世界を飛び回るコペンハーゲン育ちの日本人クリエイターが明かす、デンマークデザインの神髄
The Inoue Brothersはソーシャルデザインにこだわろう、「人のためのデザイン」を突き詰めようと立ち上げましたが、特に当てがあったわけではありませんでした(笑)。そんな時、デザイン会社を解散したばかりの僕を、ある研究者が見つけてくれたのがきっかけでした。その人の研究内容は「アルパカの毛皮は世界一高級なのに、アルパカと共に生きる人々はなぜ南米で一番貧しいのか?」。彼が10年以上研究して出した結論は「原因は、ブランディングとデザインが発達していない教育」でした。そこで僕に「交通費が自腹でよければ、すべて案内するから来ないか?」と。僕はふたつ返事で「行きます」。

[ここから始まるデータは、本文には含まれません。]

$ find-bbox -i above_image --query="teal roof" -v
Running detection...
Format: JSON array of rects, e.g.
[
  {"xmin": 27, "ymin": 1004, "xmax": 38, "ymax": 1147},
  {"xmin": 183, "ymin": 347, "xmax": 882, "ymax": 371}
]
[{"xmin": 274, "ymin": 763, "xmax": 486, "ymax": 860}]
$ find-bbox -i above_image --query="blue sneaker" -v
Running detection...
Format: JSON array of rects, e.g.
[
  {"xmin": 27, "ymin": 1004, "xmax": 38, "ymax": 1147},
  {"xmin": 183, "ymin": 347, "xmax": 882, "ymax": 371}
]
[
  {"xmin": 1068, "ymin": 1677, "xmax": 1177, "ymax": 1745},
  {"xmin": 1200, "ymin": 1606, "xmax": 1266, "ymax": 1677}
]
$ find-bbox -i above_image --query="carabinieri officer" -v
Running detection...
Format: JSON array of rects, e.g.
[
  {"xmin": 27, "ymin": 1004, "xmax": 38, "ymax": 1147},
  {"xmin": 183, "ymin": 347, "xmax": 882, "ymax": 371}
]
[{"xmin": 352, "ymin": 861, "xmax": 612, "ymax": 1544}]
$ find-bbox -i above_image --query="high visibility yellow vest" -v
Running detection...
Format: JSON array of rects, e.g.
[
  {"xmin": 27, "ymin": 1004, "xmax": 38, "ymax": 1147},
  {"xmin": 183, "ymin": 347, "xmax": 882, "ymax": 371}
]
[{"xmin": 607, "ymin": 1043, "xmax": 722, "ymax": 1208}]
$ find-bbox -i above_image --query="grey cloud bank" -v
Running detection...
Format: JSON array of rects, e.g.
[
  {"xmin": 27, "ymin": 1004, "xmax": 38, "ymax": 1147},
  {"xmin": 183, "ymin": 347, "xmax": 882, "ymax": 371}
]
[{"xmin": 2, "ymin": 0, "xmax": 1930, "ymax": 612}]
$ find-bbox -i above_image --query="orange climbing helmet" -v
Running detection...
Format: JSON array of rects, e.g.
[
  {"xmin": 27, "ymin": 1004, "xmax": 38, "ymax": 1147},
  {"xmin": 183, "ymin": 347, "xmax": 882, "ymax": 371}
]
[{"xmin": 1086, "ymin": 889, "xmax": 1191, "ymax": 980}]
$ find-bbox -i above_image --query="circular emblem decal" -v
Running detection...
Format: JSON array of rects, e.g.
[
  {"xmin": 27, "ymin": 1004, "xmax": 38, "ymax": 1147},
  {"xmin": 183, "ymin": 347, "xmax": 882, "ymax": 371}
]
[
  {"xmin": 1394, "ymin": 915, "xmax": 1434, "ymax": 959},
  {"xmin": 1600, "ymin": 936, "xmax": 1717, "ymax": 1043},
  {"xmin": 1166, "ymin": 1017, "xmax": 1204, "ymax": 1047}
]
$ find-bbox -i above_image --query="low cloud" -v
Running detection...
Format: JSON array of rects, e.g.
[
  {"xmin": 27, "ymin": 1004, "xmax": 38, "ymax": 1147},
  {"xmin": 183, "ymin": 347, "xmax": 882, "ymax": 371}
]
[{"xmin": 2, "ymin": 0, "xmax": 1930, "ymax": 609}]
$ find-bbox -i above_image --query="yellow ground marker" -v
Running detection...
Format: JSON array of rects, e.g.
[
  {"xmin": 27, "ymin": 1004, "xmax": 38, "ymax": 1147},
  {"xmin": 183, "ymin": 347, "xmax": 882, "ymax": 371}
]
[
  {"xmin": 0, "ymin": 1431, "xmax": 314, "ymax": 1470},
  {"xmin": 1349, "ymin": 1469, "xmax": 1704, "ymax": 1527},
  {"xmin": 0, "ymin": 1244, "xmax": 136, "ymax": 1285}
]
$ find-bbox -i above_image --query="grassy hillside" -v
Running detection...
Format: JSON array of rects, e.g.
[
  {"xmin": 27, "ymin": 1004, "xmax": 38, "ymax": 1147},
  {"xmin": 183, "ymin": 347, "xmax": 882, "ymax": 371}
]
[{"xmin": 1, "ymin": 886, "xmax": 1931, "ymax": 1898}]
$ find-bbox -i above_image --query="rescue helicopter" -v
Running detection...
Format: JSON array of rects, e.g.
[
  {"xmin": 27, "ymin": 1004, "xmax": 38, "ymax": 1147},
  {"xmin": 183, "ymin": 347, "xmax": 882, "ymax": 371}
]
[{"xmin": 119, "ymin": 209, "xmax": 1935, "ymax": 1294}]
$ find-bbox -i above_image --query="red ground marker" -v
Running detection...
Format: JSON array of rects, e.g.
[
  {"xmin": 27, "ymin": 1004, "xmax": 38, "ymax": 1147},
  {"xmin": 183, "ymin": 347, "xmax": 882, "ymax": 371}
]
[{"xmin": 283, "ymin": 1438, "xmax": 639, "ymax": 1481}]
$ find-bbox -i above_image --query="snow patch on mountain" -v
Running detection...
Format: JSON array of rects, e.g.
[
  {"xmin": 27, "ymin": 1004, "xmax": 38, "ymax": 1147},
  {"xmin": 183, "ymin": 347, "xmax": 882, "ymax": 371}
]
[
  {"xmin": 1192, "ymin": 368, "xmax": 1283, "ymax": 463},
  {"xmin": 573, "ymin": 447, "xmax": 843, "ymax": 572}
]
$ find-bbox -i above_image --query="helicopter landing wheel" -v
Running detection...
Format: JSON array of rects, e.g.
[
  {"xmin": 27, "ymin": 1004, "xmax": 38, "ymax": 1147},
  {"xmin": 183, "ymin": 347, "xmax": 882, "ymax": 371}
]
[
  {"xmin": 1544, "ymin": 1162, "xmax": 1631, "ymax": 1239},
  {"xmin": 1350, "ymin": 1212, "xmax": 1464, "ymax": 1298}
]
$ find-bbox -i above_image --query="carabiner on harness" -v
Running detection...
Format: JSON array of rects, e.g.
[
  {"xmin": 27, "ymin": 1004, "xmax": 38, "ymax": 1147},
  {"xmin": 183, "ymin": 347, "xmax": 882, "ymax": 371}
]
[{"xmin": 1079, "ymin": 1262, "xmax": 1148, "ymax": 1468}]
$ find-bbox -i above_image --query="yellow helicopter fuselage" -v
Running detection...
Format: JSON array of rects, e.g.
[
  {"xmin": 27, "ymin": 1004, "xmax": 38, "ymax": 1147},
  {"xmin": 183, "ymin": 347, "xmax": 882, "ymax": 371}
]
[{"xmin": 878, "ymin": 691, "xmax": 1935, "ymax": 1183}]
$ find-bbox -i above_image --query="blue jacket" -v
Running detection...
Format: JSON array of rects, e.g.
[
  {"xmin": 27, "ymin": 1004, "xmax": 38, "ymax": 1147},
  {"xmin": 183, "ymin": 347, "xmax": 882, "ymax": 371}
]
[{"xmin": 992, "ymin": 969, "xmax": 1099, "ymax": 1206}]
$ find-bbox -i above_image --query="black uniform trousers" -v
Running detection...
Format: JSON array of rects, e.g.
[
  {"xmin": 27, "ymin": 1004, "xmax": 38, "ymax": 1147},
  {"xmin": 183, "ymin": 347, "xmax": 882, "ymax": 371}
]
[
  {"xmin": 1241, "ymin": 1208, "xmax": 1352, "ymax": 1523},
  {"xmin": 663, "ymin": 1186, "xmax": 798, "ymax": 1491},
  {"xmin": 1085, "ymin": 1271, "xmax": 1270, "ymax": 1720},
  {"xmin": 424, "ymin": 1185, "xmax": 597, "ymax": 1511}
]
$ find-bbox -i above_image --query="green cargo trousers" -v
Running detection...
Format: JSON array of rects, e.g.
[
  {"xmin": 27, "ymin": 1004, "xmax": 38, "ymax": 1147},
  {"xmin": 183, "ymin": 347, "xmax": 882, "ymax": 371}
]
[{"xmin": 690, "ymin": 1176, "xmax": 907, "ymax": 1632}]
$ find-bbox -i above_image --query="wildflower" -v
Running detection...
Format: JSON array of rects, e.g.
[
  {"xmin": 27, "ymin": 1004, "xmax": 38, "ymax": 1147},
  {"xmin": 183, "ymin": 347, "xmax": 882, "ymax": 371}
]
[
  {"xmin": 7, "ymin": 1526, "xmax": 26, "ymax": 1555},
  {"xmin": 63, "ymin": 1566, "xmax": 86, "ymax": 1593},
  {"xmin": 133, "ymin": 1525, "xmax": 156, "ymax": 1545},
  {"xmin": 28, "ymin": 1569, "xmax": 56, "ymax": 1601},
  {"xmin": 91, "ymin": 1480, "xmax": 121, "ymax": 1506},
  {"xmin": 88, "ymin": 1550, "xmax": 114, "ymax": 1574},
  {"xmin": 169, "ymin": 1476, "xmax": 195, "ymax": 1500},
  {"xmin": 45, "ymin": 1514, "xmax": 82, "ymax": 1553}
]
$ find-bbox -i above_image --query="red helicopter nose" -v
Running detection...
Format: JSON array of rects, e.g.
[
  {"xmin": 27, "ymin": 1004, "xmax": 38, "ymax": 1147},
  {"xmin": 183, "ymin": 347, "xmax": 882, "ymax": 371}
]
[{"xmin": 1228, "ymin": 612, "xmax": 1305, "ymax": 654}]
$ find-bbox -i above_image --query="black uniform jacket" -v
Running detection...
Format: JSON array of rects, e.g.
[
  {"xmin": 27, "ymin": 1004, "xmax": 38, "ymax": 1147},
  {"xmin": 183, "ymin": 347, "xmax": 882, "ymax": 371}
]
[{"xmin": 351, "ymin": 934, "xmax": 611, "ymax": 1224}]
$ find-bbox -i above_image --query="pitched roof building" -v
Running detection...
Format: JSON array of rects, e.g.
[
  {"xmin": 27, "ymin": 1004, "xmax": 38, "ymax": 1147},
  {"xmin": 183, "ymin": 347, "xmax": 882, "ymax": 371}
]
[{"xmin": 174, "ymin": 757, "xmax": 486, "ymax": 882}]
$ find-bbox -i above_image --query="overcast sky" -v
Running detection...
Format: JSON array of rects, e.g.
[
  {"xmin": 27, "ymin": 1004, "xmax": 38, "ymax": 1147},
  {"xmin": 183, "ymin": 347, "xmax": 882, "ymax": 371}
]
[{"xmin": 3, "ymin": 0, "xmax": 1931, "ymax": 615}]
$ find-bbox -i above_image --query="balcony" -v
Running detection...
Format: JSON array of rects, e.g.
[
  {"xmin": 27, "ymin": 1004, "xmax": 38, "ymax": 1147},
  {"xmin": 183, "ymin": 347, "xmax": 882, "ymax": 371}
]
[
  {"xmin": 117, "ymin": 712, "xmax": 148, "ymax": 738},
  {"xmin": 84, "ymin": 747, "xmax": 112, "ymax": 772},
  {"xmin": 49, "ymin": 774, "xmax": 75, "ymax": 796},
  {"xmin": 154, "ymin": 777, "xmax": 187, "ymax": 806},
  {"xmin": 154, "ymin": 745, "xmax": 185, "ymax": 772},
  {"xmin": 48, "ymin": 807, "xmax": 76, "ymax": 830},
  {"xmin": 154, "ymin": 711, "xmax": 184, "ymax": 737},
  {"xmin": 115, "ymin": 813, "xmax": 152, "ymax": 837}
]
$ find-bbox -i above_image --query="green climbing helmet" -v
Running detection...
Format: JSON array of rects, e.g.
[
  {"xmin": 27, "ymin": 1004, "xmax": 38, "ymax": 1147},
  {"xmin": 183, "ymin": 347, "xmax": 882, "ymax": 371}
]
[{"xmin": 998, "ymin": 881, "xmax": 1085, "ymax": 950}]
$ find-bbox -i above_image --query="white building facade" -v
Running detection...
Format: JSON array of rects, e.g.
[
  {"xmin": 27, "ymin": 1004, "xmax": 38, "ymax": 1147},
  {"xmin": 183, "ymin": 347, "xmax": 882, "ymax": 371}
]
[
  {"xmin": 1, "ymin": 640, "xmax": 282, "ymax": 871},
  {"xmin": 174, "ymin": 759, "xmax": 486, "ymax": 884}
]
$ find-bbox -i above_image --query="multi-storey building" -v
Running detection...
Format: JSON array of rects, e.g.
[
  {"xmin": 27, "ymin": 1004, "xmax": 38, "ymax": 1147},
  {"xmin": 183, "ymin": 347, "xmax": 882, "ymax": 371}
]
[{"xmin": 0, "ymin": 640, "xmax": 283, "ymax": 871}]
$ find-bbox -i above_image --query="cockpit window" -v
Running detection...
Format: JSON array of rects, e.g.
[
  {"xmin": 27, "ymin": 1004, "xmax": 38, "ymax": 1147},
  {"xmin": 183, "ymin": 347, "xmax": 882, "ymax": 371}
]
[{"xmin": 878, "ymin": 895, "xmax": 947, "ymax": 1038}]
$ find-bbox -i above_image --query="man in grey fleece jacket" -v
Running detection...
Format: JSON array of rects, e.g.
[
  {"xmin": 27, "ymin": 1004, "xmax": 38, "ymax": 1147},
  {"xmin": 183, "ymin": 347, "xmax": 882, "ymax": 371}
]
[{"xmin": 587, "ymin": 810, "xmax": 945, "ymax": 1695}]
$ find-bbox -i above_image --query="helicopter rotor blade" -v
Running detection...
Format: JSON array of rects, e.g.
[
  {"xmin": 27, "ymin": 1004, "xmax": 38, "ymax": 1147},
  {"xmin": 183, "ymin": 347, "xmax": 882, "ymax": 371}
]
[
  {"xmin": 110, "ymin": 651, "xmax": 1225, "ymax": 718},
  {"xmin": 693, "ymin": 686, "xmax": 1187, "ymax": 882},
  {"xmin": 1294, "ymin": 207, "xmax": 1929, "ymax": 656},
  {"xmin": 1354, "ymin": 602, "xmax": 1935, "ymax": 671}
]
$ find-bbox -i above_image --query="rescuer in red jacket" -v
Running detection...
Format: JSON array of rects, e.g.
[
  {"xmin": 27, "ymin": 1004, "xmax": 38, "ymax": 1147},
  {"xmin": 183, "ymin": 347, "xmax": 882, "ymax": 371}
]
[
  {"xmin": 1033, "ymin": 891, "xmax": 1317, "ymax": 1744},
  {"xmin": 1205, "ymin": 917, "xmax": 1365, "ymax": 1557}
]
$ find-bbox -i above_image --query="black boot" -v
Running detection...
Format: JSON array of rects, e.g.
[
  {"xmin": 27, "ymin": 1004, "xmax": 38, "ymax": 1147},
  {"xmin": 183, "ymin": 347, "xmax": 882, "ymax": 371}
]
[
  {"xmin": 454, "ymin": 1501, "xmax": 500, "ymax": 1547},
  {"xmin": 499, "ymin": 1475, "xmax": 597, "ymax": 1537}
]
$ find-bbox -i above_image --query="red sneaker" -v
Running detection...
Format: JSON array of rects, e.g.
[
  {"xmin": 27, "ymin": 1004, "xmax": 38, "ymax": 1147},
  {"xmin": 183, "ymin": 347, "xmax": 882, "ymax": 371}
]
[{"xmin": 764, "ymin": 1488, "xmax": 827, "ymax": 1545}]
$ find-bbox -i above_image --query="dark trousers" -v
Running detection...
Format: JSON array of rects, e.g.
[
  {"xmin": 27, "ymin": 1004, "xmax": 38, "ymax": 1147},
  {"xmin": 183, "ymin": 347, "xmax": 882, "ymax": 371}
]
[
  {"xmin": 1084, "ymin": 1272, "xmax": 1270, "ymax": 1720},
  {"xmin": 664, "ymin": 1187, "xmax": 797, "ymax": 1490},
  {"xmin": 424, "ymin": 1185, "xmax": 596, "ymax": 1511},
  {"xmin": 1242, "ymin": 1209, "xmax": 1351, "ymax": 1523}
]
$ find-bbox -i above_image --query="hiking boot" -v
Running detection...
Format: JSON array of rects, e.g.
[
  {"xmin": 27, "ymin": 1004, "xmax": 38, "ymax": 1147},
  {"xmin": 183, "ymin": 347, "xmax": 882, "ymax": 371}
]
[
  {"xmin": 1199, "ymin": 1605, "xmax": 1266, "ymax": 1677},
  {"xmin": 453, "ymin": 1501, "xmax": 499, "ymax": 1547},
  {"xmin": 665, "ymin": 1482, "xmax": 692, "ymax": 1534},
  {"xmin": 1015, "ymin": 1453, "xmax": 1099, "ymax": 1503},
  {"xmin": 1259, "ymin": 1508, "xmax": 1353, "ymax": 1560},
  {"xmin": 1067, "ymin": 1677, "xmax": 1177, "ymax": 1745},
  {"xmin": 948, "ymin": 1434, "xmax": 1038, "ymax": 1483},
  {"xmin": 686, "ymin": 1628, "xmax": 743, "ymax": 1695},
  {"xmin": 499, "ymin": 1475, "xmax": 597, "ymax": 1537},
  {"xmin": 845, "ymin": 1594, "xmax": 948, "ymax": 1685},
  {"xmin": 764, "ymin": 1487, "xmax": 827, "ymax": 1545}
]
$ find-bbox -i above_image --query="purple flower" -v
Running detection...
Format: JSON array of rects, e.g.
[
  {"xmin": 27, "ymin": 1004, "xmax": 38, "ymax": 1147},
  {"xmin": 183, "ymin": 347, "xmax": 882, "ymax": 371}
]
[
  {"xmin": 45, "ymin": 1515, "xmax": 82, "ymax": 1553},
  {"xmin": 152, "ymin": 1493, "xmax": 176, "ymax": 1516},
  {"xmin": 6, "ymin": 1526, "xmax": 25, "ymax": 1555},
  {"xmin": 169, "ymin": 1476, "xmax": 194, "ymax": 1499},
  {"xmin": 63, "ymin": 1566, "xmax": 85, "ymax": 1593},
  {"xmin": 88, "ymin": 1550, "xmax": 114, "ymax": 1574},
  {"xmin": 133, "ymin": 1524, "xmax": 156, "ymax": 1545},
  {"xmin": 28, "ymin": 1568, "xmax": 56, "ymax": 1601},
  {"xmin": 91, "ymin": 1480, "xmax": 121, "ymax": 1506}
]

Photo by Robert Lawrence in Andes|研究者のAlonso
Photo by Robert Lawrence in Andes
35時間かけてたどり着いたアンデスは、標高5000メートルの高地。着いてまもなく、生活すらままならないはずの人たちが、家からパンなどあらゆるものを出してきて、すごく温かくおもてなしをしてくれたんです。それはあまりにも衝撃的で、感動的で。僕はデザインを教えに行ったはずなのに、本当の愛や人生で大切なものを彼らから学んで帰国。